In a 7-2 decision on the Masterpiece Cakeshop v. Colorado Civil Rights Commission case, the Supreme Court sided with a Colorado baker, Jack Phillips, who had refused to create a custom wedding cake for a same-sex couple on religious grounds.
“The neutral and respectful consideration to which Phillips was entitled was compromised here,” Justice Anthony Kennedy wrote for the majority. “The [Colorado] Civil Rights Commission’s treatment of his case has some elements of a clear and impermissible hostility toward the sincere religious beliefs that motivated his objection.”
Nevertheless, the Supreme Court’s decision was mainly narrowly defined to this particular case. The court also strongly reaffirmed gay rights and left open the possibility that the cases raising similar issues could be decided differently.
The Religious Action Center of Reform Judaism said that it was “disappointed” by the Supreme Court’s ruling, and that it “missed opportunity to affirmatively protect the civil rights of all Americans, regardless of their sexual orientation.”
“As Jews, we believe that we are all created B’tzelem Elo-him, in the Divine Image. We are called to treat each other with dignity and respect. We can protect religious freedom claims without restricting the fundamental rights of all people to live free from discrimination in places of public accommodation, as well as in every arena where our laws offer civil-rights protections. Arguing otherwise distorts and weaponizes these essential freedoms,” Rabbi Jonah Dov Pesner, director of the Religious Action Center of Reform Judaism, said in a statement.
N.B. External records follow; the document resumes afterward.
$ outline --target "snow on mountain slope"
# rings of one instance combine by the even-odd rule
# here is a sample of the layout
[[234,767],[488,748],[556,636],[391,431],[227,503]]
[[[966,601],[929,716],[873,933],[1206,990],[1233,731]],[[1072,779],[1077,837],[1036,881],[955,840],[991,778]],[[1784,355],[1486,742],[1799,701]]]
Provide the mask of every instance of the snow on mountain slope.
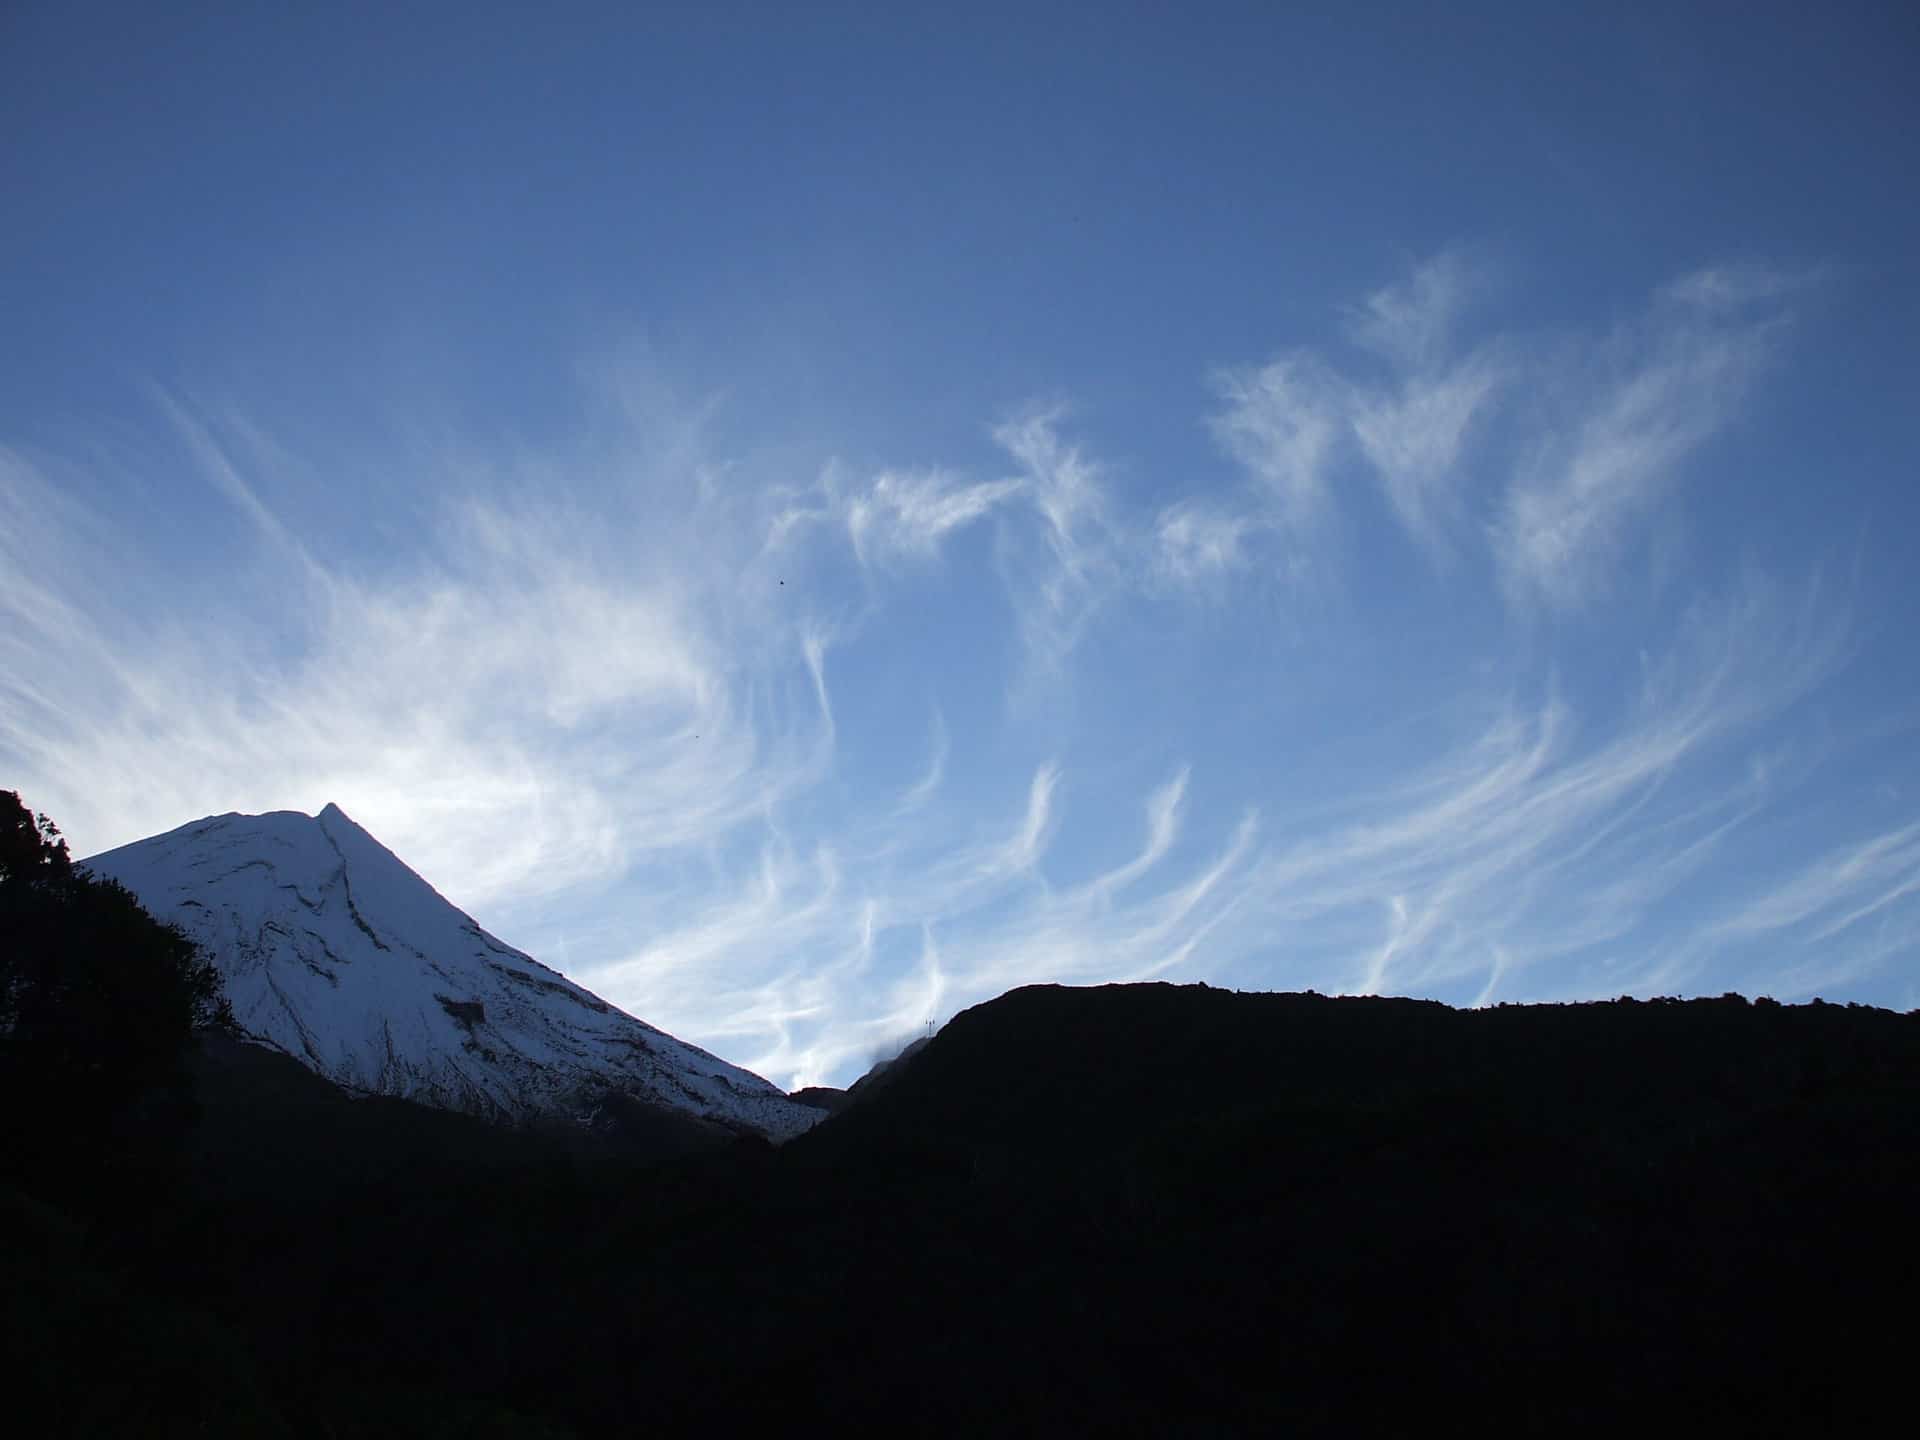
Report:
[[85,864],[206,948],[245,1030],[349,1089],[519,1119],[611,1089],[776,1140],[821,1118],[494,939],[337,806]]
Jonathan Greenblatt, CEO of the Anti-Defamation League, said his group was also “disappointed” in the ruling, but that “fortunately, the decision was narrow, focusing on the Commission’s religious partiality in rendering its decision against the baker.”
“Let’s be clear: the Supreme Court decision does not give businesses the constitutional right to discriminate, and it does not change existing state anti-discrimination protections. The court reiterated the importance of the rights and dignity of LGBT individuals to be free from discrimination. And it recognized that religious exemptions to anti-discrimination laws for businesses must be limited and confined,” he said.
However, Orthodox Jewish groups expressed support for the decision.
“The Court’s ruling is gratifying in that it emphasizes that religious freedom concerns must be given a full and deserving measure of consideration, even within the context of local and state anti-discrimination law,” Agudath Israel of America said in a statement.
Nathan Diament, the Orthodox Union’s executive director for public policy, said: “Today’s ruling by the U.S. Supreme Court is incredibly important, especially coming with a 7-2 vote. Too many pundits and politicians have lately engaged in rhetoric that seeks to paint religious liberty in a negative light, especially as they seek to advance policies to which some have sincere dissent.
“Today, the United States Supreme Court sent a clear message: that the demonization of religious beliefs, especially in policymaking, is constitutionally unacceptable. We hope this will lead to more constructive and productive engagement on these important matters going forward.”